The day of “Two Years” arrives. My palms sweat, my stomach tumbles, my elbows itch. I enter the examining room and sit. The tutors look straight at me and say,
“Define capitalism and trace its history.”
“Explain the major tenants of modern science.”
“Compare and contrast the French and American Revolutions.”
“Describe the accomplishments of Elizabeth the First, Augustus Caesar, Galileo, Erasmus, Charlemagne, Einstein, Newton.”
Here’s what’s amazing. I answer all their questions. I know the answers. We all know the answers. We have learned something. We have learned a lot. The sailing has made sense. And (even though I mistake Charlemagne for William the Conqueror) I pass my Two-Year Exams!
Moreover, during my summer break, I read Tolstoy and Shakespeare for the sheer pleasure of it! I even pick up my Bible again, less intimidated, more interested. Returning for my junior year, my classmates seem like different persons. Overnight they seem to have developed deep inner-lives. We drink coffee together. Share meals together. Read together. When I do not understand a reading, I go to class anticipating their help. I think,
Erin will formulate a question,
Karen will see something I didn’t,
Gill is good at these readings,
Zach will reach deep and show what he finds,
Carina will understand better than me,
Jonathan will push us past the deadlock,
Brian will clarify the picture, and
together we will come to an understanding, sometimes lurching, sometimes fighting, sometimes losing the plot. But then we find the plot.

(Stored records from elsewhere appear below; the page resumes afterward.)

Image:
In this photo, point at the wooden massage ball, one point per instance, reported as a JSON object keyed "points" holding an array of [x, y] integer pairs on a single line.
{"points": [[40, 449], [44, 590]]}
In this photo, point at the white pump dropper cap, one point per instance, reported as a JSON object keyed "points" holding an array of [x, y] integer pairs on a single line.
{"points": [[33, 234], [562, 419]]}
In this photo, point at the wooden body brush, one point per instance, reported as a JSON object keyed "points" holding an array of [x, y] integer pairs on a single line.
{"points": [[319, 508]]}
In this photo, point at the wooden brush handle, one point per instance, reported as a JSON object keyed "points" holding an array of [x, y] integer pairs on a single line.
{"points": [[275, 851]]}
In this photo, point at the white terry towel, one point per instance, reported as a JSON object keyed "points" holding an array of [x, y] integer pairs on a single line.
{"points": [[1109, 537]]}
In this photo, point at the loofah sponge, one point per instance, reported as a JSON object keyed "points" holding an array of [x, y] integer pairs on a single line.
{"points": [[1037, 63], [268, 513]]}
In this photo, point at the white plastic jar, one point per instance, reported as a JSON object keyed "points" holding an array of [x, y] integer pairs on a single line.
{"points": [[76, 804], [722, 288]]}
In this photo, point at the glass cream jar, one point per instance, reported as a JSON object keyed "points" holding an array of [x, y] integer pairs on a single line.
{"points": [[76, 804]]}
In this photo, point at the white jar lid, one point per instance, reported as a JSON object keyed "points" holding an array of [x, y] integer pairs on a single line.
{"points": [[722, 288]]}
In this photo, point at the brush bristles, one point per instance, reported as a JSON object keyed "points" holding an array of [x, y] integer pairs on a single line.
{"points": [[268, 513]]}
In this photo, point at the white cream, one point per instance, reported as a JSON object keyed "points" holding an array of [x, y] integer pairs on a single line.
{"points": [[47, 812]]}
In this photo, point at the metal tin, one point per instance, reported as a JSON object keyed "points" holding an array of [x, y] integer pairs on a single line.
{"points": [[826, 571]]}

When Socrates returns to the curriculum, he seems so different. He still skewers, demolishes, and jests. But, that’s not the point. The point was his task before God. His labor, his toil, his preoccupation were for a far undiscovered country. How did I not see this before?
The next two years fly past. What was once a rolling gray wash is now recognized terrain, buoyed with signposts, symbols, and insights. History does not lack meaning; it has an abundance of meaning. We write our Senior Theses, defend them, pass them.
Seniors, you have arrived in harbor, surrounded by family, friends, and teachers. Today you are decorated as graduates. You have earned the rights and privileges conferred to Gutenberg College alumni.
Allow me to speak briefly to you as your teacher. Soon you will say goodbye to those shipmates you now call friends. Soon you will say goodbye to us, your teachers. Soon you will set sail again on different seas. Instead of the Greek, Euclid, Aristotle, and Thucydides, you will face a different rolling gray monotony. That of baby diapers, income taxes, flat tires, wet socks, and hollow bank accounts. You will suffer blatant disrespect from your boss. You will endure cold negligence from your spouse. You will lose someone you love.
You will wonder if you can go on. You will be farther than ever from harbor. Seniors, remember! Remember the long labor of the last four years. Remember when you did not think you could make it.
You made it. You can make it again.
Today you leave us. Our prayer is that you nurture hope for the harbor whose builder and maker is God. Remember what faith is. Faith is persisting toward that harbor—even when you feel most distant from its shores.